In der Neuzeit sind an die Stelle solcher Verirfragen und dialektischen Argumente die auf Sinnesphysiologie beruhenden Erwägungen über den Charakter der normalen Wahrnehmung getreten. Sie haben den naiven Realismus vollständig zerstört. Man kann sie etwa so schematisieren. Wir nennen eine Nahrung gesund, eine Frucht wohlschmeckend. Was heißt das? Ist die Gesundheit in der Nahrung oder der Wohlgeschmack im Apfel? Offenbar nicht, das sieht auch der gesunde Menschenverstand, sondern in dem, der ihn ißt; in dem Apfel ist nur etwa eine Kraft, den Geschmackssinn so zu affizieren. Wir nennen den Zucker süß; liegt die Sache hier anders? Vielleicht wird die gemeine Vorstellung hier bedenklich: der Zucker ist doch wirklich selber füß. Freilich ist er; aber was bedeutet das? Wenn ihr genauer zuseht, doch nichts anderes als: wenn er auf die Zunge kommt, schmeckt er süß. Wenn er nicht süß schmeckte, würdet ihr nicht sagen, er sei süß. Das Schmecken aber ist doch wieder nicht in dem Zucker, sondern in euch; in ihm mag eine Kraft, eine Beschaffenheit sein, welche macht, daß ihr diesen Geschmack habt. Gäbe es überhaupt keine Zunge, so schmeckte auch nichts weder süß noch bitter, so gäbe es Süßigkeit und Bitterkeit überhaupt nicht auf der Welt. Und dasselbe wird nun auch von den Qualitäten gelten, welche Auge und Ohr wahrnehmen. Gäbe es kein Ohr, so gäbe es keine Töne, wäre kein Auge, so wären Licht und Farben nicht. Den Dingen kann man nur eine Beschaffenheit oder eine Kraft zuschreiben, die Sinnesorgane so zu erregen, daß in dem Bewußtsein diese Empfindungen entstehen. Und diese Kraft hat ja die moderne Naturwissenschaft ermittelt: wir wissen, das, was die Tonempfindung hervorruft, ist eine wellenförmige Bewegung der Luft oder eines andern elastischen Mediums; das, was die Lichtempfindung erregt, ist die oszillatorische Bewegung des Äthers.

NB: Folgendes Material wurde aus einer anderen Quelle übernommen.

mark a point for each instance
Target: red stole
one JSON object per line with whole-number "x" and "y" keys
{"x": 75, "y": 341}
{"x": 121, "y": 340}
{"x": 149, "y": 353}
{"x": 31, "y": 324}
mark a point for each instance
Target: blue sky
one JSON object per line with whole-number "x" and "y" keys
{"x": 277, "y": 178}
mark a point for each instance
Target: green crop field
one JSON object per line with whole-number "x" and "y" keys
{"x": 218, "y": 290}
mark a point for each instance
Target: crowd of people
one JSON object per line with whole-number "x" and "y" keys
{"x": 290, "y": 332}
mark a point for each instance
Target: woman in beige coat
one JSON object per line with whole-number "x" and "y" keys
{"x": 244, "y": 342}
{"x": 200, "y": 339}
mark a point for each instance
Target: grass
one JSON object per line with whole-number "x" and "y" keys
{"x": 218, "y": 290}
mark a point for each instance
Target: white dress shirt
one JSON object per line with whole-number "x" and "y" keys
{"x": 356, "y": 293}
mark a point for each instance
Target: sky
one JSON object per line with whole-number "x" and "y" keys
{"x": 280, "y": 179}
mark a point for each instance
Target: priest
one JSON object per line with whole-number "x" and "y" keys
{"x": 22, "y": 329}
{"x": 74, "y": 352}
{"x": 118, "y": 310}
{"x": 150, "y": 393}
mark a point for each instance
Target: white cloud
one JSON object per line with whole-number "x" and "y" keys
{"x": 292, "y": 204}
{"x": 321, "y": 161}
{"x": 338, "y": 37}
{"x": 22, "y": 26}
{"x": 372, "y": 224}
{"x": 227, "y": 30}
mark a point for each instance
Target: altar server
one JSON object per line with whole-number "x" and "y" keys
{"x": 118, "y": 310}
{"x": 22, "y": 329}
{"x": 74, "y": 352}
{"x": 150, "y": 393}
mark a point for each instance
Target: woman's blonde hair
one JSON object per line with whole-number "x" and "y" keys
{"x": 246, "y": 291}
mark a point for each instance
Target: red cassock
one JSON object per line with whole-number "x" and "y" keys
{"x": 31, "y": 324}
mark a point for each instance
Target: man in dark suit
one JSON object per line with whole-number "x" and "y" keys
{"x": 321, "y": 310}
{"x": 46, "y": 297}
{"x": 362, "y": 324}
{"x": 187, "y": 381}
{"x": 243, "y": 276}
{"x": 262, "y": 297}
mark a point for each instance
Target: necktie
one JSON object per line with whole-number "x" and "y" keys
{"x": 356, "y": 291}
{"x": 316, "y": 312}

Hier pflegt die erkenntnistheoretische Reflexion zunächst Halt zu machen, wir hätten dann folgende Vorstellung. Draußen im Raum find Körper, fie sind ausgedehnt, undurchdringlich, beweglich, mit allerlei Kräften ausgestattet. Nicht aber gehören ihnen die Qualitäten der Sinnesempfindung als Eigenschaften an, vielmehr sind diese allein im Subjekt, in den Dingen sind nur die Kräfte, sie zu erregen. Und zwar findet zwischen diesen Kräften und den Wirkungen durchaus keine Ähnlichkeit statt. Der Ton gleicht nicht den Schwingungen der Luft, welche den Gehörsnerven erregen; und so ist das Licht den Ätherwellen nicht ähnlich; auch ist das Grün nicht ein Abbild der Konstitution des Körpers, der grünes Licht reflektiert. Die Empfindungsqualitäten find lediglich Symbole des Wirklichen, nicht anders, wie Buchstaben Symbole der Laute, Wörter Symbole der Vorstellungen sind, aber nicht ähnliche Abbildungen.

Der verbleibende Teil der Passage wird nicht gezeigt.